CHIP expression in human cerebellum and the loss of Purkinje cells in Chip^−/− mice. (A) Immunohistochemistry of CHIP expression in adult human cerebellum from a healthy female (♀) and male (♂) with the major regions of the cerebellum identified: molecular layer (ML), Purkinje cell layer (PL) and the granular layer (GL). The colored arrows highlight intense CHIP immunoreactivity throughout the cerebellum including increased reactivity in Purkinje cells, both in the cell body (downward arrows) and dendrites (upward arrows). Scale bar represents 100 μm. (B) Representative whole cerebellar sagittal sections from wild-type and Chip^−/− cerebellums (left) with the major regions labeled at higher power (middle) as shown in (A) stained with either hematoxylin and eosin (left, middle) or cresyl violet (right). The open arrows identify normal Purkinje cells in wild-type mice, whereas the closed arrows identify the pyknotic nuclei in Purkinje cells in Chip^−/− cerebellums. (C) Representative whole cerebellar sagittal sections from wild-type and Chip^−/− cerebellums immunostained for calbindin (left).

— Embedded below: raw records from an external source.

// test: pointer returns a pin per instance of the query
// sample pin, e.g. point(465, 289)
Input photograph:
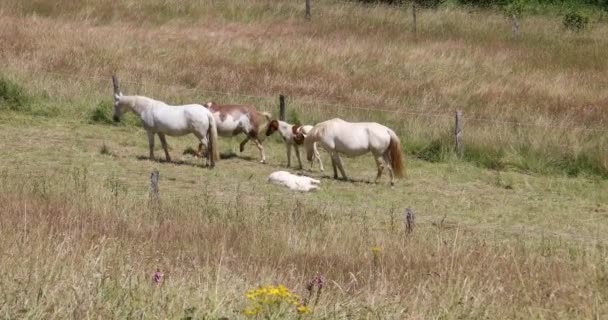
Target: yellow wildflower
point(303, 309)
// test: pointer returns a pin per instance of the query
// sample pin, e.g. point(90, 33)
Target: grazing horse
point(162, 119)
point(234, 119)
point(355, 139)
point(293, 135)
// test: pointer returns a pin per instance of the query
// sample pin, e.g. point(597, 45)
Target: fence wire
point(336, 106)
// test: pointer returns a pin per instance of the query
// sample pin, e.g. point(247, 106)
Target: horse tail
point(215, 155)
point(396, 154)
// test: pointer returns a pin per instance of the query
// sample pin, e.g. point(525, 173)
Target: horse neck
point(285, 129)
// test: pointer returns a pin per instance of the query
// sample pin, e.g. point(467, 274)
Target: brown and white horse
point(355, 139)
point(293, 135)
point(232, 120)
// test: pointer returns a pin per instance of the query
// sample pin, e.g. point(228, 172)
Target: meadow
point(516, 229)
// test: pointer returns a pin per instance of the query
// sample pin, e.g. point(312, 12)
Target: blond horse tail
point(396, 154)
point(213, 148)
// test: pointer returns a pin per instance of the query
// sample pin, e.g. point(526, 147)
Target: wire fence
point(335, 106)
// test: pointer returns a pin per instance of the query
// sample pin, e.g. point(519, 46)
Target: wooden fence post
point(458, 133)
point(282, 107)
point(414, 17)
point(515, 26)
point(308, 10)
point(115, 84)
point(409, 220)
point(154, 188)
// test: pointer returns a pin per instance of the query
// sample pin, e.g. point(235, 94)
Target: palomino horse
point(159, 118)
point(293, 135)
point(355, 139)
point(234, 119)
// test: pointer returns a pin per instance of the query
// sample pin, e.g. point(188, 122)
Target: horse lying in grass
point(294, 182)
point(235, 119)
point(293, 135)
point(160, 118)
point(355, 139)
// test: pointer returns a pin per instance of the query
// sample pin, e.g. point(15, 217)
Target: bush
point(575, 21)
point(514, 7)
point(421, 3)
point(13, 96)
point(102, 113)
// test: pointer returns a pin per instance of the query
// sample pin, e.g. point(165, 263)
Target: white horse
point(294, 182)
point(355, 139)
point(235, 119)
point(293, 135)
point(162, 119)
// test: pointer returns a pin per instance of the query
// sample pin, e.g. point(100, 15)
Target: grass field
point(517, 229)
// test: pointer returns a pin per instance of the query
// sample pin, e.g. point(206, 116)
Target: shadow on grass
point(174, 162)
point(351, 180)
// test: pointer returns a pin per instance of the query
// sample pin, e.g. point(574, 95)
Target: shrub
point(575, 21)
point(514, 7)
point(421, 3)
point(13, 96)
point(102, 113)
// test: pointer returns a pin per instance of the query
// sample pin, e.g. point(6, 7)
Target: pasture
point(517, 229)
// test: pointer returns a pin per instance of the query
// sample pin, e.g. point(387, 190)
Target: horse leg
point(316, 152)
point(163, 142)
point(380, 164)
point(261, 148)
point(204, 142)
point(199, 152)
point(298, 155)
point(242, 145)
point(288, 154)
point(333, 164)
point(151, 144)
point(387, 160)
point(340, 166)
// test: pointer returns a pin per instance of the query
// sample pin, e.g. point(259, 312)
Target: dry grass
point(354, 56)
point(79, 238)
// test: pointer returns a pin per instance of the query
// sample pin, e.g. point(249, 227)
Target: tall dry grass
point(73, 247)
point(550, 80)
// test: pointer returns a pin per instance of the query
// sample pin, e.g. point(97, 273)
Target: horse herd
point(211, 120)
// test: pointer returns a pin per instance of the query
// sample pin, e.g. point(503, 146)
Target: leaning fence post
point(308, 10)
point(282, 107)
point(409, 220)
point(515, 26)
point(154, 188)
point(414, 16)
point(115, 84)
point(458, 133)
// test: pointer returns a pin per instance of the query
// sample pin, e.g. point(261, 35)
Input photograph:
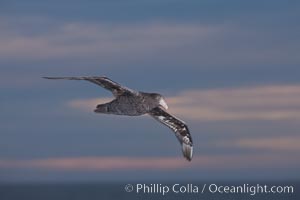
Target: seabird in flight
point(134, 103)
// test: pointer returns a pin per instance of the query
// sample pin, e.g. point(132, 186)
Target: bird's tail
point(187, 150)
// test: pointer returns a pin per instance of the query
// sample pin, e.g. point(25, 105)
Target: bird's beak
point(163, 103)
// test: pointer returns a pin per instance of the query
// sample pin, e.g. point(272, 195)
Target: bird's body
point(131, 104)
point(134, 103)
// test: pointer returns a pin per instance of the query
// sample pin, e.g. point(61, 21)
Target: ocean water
point(162, 190)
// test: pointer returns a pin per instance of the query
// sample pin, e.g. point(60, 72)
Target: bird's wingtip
point(187, 150)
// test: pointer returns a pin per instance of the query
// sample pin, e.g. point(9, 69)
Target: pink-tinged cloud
point(182, 44)
point(282, 143)
point(217, 162)
point(274, 102)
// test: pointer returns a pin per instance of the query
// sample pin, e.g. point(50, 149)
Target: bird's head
point(160, 100)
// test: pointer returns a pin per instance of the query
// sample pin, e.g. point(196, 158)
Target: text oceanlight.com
point(251, 189)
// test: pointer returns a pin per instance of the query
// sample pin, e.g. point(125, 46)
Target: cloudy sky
point(230, 69)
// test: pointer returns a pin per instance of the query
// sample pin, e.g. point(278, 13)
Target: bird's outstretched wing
point(179, 127)
point(104, 82)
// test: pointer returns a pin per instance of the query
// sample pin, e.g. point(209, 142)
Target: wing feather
point(179, 127)
point(103, 81)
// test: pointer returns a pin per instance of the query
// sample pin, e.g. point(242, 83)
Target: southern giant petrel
point(134, 103)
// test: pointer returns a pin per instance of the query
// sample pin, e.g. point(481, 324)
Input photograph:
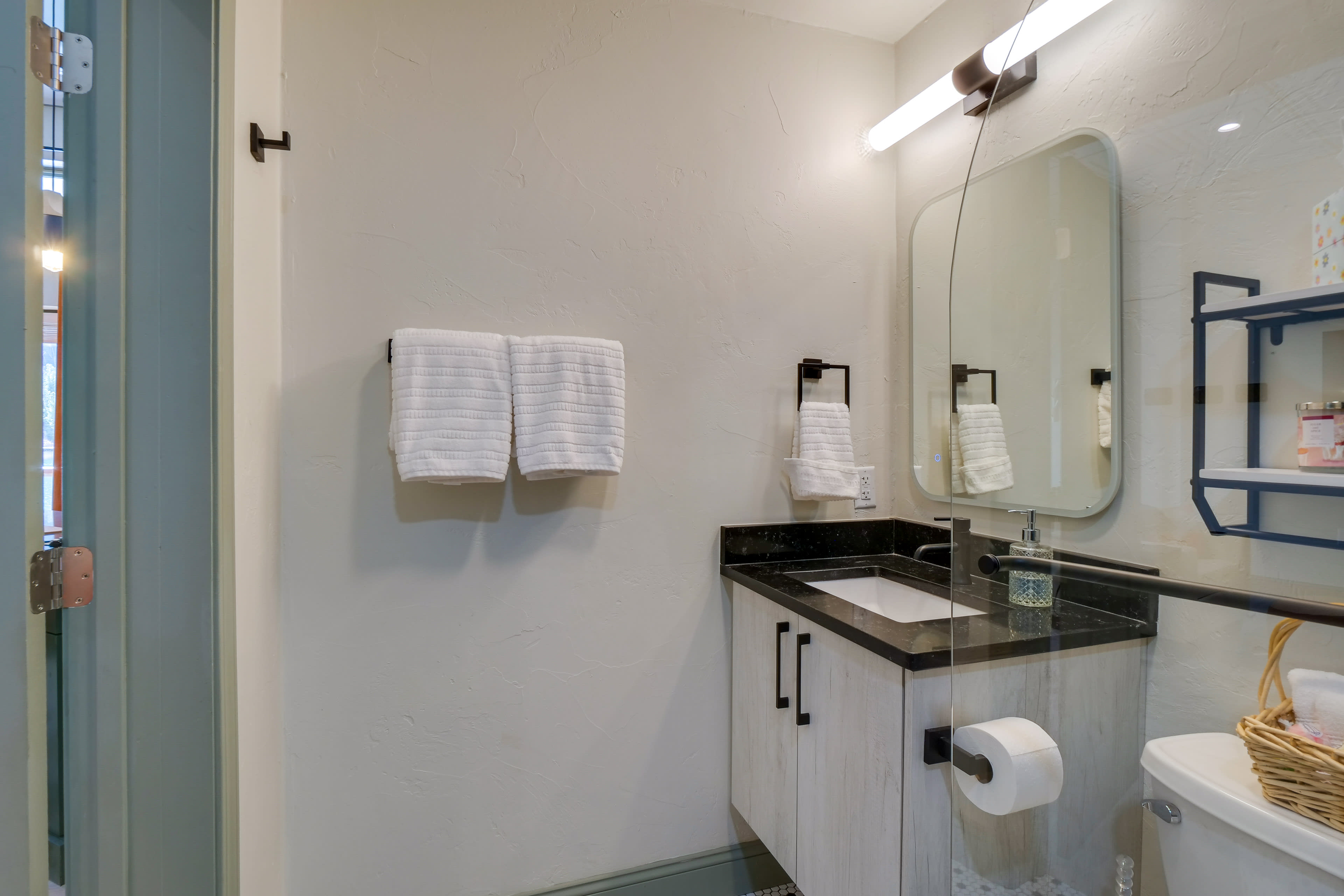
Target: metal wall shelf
point(1270, 314)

Magenta arrowheads (left) indicate regions with no calbindin immunoreactivity and the black and red boxes correspond to the higher power images (middle and right, respectively). The closed arrows identify the pyknotic nuclei present in Purkinje cells (middle) and the cyan arrows identify swollen dendrites in Chip^−/− cerebellums. (B and C) Scale bars for whole cerebellum and higher power images are 1 mm and 100μm, respectively.

Figure 6.

Hypogonadism in Chip^−/− mice. (A) Serum levels of FSH in wild-type and Chip^−/− mice represented by the mean ± SEM for each genotype (n = 10): *P < 0.05; **P < 0.01 comparing Chip^−/− versus wild-type mice. (B) Representative pictographs of testes and testicle weights from wild-type and Chip^−/− mice. Scale bar represents 20 mm. Weights are represented in mg of testicle per mm of tibia length to control for animal size and represented by the mean ± SEM for each genotype (n = 10 and 8, wild-type and Chip^−/− mice, respectively).